Location
- Country: United States
- State: Delaware
- County: Sussex

Physical characteristics
- Source: Outlet of Morris Millpond
- • location: Morris Mill, Delaware
- • coordinates: 38°38′22.41″N 075°18′57.69″W﻿ / ﻿38.6395583°N 75.3160250°W
- • elevation: 12 ft (3.7 m)
- Mouth: Millsboro Pond
- • location: Millsboro, Delaware
- • coordinates: 38°36′21.41″N 075°17′53.69″W﻿ / ﻿38.6059472°N 75.2982472°W
- • elevation: 3 ft (0.91 m)
- Length: 3.98 mi (6.41 km)
- Basin size: 31.58 square miles (81.8 km^{2})
- • location: Millsboro Pond
- • average: 42.07 cu ft/s (1.191 m^{3}/s) at mouth into Millsboro Pond

Basin features
- Progression: Millsboro Pond → Indian River → Indian River Bay → Atlantic Ocean
- River system: Indian River
- • left: Deep Branch
- • right: Gills Branch Stockley Branch Mirey Branch
- Bridges: Zoar Road

= Cow Bridge Branch =

Stream in Delaware, U.S.

Cow Bridge Branch is a 3.98 mi long third-order tributary to Millsboro Pond in Sussex County, Delaware.
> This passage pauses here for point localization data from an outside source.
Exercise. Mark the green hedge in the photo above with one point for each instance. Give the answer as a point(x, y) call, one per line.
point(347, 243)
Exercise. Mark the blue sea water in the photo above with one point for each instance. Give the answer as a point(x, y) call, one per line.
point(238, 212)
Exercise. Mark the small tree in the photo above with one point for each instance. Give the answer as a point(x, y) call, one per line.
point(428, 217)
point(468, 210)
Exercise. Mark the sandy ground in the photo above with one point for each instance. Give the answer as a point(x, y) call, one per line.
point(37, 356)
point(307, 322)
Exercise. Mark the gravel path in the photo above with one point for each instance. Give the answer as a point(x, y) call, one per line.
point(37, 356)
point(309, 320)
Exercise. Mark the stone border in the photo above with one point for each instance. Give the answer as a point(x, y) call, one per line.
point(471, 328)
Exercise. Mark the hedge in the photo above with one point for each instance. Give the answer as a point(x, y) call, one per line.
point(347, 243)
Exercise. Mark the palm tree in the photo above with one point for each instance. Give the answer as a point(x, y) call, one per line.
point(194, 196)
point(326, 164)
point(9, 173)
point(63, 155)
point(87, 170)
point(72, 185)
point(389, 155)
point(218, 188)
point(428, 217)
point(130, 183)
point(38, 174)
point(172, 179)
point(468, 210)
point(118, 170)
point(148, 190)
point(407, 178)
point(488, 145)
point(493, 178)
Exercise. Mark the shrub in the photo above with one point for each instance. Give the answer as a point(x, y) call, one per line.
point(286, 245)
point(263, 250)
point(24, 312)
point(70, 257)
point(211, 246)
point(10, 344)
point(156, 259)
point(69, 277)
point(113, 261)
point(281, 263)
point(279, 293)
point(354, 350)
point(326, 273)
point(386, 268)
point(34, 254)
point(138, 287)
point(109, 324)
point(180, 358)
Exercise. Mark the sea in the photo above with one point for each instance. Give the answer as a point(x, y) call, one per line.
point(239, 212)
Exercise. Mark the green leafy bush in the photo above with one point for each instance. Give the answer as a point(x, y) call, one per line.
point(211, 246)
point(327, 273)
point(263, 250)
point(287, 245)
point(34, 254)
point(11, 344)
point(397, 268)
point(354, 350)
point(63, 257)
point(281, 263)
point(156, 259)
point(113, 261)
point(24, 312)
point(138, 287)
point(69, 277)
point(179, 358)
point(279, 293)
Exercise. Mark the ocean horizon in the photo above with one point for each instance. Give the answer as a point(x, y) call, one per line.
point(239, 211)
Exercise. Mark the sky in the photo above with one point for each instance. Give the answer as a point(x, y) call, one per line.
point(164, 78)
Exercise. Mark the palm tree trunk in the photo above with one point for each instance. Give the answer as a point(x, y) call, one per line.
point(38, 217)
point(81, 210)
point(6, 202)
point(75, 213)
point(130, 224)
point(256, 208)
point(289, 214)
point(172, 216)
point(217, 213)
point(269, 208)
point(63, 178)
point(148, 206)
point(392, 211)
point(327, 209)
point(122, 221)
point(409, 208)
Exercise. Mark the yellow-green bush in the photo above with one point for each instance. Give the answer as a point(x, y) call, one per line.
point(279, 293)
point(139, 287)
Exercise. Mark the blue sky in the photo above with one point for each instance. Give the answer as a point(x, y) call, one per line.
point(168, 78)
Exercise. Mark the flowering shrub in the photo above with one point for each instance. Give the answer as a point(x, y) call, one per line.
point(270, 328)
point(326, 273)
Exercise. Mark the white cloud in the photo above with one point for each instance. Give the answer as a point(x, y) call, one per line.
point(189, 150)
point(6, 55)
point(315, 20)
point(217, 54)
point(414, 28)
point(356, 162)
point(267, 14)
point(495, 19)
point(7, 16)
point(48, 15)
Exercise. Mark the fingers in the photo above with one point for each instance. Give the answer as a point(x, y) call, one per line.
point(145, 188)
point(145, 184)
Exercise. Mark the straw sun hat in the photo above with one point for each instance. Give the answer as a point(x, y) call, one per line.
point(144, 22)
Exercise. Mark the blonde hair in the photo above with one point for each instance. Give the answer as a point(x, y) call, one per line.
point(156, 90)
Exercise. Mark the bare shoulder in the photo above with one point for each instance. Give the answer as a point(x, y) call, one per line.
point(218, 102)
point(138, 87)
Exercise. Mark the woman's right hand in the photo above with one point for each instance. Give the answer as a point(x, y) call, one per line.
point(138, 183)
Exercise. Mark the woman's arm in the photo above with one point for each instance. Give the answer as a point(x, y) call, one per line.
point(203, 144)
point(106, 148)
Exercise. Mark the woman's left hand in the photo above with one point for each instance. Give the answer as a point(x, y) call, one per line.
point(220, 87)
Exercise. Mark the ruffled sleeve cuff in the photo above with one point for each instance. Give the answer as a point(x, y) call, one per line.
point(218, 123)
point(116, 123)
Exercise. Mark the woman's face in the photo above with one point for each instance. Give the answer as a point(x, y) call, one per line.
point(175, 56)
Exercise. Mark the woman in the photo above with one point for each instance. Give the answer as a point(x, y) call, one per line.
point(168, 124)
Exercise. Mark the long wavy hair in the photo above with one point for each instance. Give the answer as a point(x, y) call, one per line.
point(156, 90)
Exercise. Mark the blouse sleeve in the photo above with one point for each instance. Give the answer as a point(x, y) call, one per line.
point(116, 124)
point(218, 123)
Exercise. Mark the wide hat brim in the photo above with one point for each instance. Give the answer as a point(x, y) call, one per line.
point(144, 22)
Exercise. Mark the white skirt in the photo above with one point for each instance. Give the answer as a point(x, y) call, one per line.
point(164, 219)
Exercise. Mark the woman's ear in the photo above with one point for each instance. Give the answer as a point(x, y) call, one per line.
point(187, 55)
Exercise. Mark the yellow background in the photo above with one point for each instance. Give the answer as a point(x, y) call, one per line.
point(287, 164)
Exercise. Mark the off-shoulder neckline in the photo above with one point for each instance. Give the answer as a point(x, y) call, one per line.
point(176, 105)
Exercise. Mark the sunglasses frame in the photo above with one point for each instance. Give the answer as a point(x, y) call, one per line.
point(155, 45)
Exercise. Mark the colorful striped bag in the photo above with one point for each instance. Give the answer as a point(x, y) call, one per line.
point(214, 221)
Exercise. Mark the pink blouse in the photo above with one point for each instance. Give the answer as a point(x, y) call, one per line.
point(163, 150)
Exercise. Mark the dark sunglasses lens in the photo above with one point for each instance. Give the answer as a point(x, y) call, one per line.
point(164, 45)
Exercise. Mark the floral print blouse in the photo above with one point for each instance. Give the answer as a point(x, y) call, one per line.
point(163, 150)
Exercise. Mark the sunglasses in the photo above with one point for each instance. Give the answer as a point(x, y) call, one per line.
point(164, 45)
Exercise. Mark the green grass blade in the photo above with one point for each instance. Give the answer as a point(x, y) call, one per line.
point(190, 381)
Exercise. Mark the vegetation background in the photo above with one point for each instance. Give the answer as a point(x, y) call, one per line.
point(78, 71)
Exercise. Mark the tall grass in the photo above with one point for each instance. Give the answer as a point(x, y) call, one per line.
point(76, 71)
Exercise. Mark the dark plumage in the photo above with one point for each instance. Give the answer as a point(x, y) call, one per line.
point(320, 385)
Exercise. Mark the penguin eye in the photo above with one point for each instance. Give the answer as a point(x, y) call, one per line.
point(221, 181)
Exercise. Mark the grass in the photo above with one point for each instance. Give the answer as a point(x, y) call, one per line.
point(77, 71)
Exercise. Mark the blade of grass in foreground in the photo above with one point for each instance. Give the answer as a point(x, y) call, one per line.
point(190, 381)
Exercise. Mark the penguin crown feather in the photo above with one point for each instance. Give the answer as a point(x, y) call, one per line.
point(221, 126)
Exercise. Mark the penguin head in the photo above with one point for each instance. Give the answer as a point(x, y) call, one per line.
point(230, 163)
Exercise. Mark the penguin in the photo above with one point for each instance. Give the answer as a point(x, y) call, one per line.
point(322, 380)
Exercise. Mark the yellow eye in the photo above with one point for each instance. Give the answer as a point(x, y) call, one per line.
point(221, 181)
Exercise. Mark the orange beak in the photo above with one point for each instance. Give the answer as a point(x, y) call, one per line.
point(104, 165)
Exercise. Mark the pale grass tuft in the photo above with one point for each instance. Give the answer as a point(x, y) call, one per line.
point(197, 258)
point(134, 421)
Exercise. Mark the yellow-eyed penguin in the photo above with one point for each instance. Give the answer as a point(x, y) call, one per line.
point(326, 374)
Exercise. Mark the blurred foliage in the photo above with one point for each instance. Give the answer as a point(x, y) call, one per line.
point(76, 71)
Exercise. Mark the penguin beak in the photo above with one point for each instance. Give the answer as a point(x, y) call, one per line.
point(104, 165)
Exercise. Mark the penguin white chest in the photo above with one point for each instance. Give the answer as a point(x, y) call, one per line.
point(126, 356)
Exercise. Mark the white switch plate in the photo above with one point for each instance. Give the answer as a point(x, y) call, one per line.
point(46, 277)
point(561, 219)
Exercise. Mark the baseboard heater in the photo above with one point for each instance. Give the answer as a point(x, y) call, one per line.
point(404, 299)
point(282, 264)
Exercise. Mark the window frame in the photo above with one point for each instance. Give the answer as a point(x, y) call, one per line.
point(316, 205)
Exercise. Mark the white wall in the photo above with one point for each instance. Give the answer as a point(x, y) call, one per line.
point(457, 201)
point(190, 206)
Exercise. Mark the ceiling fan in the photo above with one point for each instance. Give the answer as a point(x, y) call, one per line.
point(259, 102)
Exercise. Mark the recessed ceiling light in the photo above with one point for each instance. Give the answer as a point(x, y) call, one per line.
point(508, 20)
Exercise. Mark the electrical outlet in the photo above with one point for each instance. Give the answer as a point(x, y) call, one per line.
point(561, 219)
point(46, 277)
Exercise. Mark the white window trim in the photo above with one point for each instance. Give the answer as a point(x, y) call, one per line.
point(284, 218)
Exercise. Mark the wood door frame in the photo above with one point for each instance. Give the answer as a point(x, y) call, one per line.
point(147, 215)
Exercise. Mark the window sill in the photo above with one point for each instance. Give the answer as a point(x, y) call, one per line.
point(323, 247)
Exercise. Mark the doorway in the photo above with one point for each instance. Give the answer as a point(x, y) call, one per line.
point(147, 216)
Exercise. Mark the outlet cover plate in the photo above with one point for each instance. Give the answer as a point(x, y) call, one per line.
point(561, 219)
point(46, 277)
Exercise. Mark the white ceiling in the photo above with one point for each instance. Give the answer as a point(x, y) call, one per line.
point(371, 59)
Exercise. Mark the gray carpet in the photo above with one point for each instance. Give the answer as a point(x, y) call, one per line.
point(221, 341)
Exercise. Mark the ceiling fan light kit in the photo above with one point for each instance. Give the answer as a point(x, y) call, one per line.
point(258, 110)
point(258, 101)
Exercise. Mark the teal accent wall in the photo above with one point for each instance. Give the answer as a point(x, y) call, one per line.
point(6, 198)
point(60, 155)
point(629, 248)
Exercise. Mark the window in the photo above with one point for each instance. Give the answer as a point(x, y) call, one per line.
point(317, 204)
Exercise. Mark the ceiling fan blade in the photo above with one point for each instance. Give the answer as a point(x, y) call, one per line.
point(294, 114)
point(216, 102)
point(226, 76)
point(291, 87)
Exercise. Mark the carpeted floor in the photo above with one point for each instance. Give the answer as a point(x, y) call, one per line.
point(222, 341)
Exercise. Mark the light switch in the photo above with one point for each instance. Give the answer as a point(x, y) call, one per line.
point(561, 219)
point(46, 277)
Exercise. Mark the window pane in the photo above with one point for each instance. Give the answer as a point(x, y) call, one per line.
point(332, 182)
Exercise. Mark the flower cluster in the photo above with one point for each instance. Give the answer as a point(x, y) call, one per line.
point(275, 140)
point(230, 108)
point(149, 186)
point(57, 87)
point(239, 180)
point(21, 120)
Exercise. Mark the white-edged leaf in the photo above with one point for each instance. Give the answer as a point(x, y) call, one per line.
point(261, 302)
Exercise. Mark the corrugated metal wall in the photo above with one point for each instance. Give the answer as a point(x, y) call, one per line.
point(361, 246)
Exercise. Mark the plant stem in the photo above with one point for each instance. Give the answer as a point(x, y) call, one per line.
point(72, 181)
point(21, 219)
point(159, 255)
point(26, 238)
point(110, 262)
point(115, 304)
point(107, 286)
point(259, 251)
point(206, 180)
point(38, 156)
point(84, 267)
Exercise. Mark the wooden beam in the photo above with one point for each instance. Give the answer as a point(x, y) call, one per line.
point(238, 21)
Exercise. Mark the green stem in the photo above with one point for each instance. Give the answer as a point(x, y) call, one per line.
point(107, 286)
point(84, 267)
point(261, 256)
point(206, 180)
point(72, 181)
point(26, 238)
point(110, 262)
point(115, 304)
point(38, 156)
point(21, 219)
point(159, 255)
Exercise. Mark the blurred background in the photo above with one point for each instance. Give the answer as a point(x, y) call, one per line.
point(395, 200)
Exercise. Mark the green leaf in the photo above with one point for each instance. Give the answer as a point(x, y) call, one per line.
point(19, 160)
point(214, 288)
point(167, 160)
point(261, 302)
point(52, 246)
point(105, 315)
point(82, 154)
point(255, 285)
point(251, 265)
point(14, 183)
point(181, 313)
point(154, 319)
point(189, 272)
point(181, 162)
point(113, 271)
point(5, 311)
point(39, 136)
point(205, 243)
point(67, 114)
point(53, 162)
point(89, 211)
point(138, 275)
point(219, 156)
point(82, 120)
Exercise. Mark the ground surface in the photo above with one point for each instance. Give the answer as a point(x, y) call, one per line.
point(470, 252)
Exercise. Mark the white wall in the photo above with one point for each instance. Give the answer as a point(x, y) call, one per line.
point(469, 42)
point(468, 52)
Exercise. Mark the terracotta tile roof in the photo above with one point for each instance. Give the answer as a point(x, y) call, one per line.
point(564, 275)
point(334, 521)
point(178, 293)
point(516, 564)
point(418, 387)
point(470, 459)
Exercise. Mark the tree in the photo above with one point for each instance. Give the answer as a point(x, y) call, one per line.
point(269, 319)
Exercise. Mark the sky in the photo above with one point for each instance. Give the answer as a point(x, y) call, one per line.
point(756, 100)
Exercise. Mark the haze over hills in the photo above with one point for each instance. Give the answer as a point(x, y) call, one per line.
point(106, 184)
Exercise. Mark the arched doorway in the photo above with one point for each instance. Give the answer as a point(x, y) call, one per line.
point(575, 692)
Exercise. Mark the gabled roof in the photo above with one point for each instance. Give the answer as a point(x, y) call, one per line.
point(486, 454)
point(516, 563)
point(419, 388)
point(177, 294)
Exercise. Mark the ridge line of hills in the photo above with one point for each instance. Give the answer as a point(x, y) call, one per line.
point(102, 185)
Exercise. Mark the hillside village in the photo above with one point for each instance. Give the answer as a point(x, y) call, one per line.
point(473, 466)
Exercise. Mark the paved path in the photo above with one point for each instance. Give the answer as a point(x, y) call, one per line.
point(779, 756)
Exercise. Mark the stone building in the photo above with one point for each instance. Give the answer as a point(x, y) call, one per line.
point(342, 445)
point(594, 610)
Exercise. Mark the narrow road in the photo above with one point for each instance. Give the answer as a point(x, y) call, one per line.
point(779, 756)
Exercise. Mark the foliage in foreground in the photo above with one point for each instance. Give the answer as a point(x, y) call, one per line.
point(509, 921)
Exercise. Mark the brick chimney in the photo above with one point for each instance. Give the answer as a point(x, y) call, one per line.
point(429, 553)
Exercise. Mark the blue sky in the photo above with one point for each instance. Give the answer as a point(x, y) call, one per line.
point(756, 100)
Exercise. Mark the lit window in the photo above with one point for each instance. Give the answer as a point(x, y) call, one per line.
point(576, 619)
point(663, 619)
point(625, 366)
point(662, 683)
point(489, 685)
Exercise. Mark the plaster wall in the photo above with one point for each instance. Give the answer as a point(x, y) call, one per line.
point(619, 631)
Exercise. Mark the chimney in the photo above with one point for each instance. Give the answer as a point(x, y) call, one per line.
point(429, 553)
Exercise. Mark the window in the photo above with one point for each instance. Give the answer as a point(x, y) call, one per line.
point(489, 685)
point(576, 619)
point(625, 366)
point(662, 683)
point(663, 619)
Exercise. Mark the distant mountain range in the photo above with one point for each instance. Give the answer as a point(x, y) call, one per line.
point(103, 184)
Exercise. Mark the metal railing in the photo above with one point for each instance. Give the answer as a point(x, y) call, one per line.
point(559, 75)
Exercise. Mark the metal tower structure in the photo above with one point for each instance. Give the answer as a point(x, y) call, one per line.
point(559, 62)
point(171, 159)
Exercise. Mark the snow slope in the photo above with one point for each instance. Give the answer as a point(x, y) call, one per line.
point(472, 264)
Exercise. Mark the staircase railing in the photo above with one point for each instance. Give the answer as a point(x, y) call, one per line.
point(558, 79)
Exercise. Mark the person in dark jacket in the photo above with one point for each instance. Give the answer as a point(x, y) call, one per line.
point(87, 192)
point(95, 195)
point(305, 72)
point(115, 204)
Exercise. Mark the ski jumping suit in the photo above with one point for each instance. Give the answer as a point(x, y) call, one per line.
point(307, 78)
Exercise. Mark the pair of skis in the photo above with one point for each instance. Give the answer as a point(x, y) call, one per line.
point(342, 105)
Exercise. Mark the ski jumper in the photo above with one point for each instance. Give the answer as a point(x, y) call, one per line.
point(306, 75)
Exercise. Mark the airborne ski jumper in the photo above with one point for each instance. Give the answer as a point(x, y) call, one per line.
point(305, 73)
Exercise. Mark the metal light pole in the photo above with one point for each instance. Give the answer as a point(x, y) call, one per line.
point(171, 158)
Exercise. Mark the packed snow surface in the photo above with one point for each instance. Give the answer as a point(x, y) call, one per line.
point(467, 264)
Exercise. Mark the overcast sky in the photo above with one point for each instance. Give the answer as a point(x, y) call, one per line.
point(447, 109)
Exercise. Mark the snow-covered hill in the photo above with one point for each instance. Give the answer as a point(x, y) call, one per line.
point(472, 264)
This is the only stream of this name in the United States.

==Variant names==
According to the Geographic Names Information System, it has also been known historically as:
- Cow Bridge Brook
- Doe Bridge Branch

==Course==
Cow Bridge Branch begins at the outlet of Morris Millpond at Morris Mill, Delaware, where Deep Branch and Gills Branch join. Cow Bridge Branch then flows south-southeast to Millsboro Pond.

==Watershed==
Cow Bridge Branch drains 31.58 sqmi of area, receives about 45.1 in/year of precipitation, and is about 23.07% forested.